何とぞご教授のほど、よろしくお願いいたします。


すると、國吉さんは早々に回答メールをくださいました。

はいさい、高山さん。
むちか(難)しー質問やいびーさやー。

1:あちゃ(明日)ー、わったー(我達)やー(家)かい、く(来)らりーみ。
2:いー、く(来)らりーねー、ち(来)ゅーさ。
※この頃は、まぎらわしくなったので、私は「いー、い(行)かりーねー、い(行)ちゅさ。」
と言っております。

3:あちゃー(明日)、うみ(海)かい(い)行ちゆーすみ。
4:「いー、いかりーねー、いちゅさ。」

しかし、沖縄人の思考のプロセスというか、この分野を調べると何かが分かりそうですね。(笑)


國吉さん、ありがとうございました。
本当ですね、「ち(来)ゅーさ」は、うちなーんちゅの、どういう精神のあり方と結びついているのでしょうか。とても興味があります。それを理解した時、はじめてこの言葉の使い方の大切さが見えてくるのだと思います。
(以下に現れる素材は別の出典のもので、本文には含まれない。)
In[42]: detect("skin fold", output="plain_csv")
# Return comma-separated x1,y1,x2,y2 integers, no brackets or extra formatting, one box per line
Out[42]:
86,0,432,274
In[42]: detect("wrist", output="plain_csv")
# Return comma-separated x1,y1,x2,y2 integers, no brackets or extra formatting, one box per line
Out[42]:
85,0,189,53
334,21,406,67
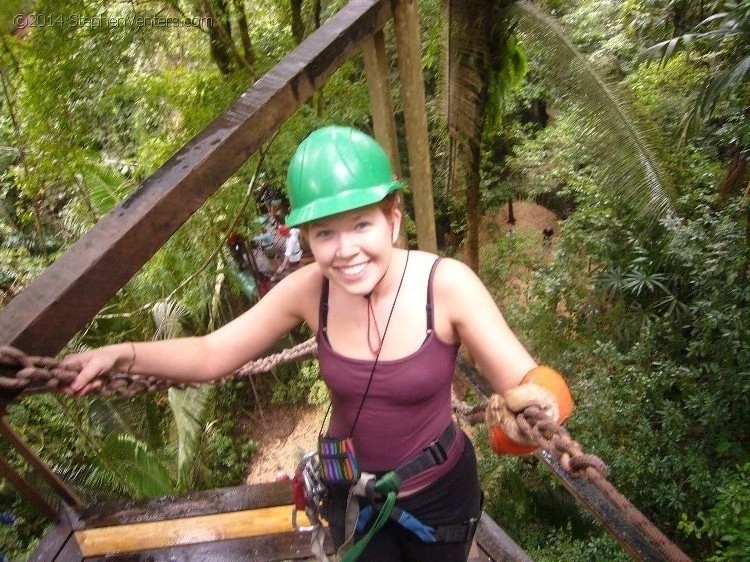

「沖縄語」と「日本語」は、やはりかなり近しいので、「ち(来)ゅーさ」と「行くよ」のような食い違いは、どうしても居心地が悪くて、修正したくなってしまうものなのかもしれません。しかし多勢に無勢、こういうとき、いつだって変わってしまうのはウチナーグチのほう。しかし、もしこの違いが、文化の個性と密接に関係しているのだとしたら、「come」と「行く」と同じように、差異は差異として残しておくことの方が望ましいのではないでしょうか。

いずれにしても、「来(ら)れたら来るさ」はやはり間違い。日本語を使うなら「行けたら行くさ」と言わなきゃね。
「く(来)らりーねー、ち(来)ゅーさ」と「行けたら行くさ」を使い分けられてこそ、「沖縄語」と「日本語」の真のバイリンガルだといえるのではないでしょうか。
バイリンガルとは、二つの文化を知る人の謂いなのですから。そして、二つの文化を相対的に獲得できた時、沖縄も日本も、より豊かになれるのだ思うのです。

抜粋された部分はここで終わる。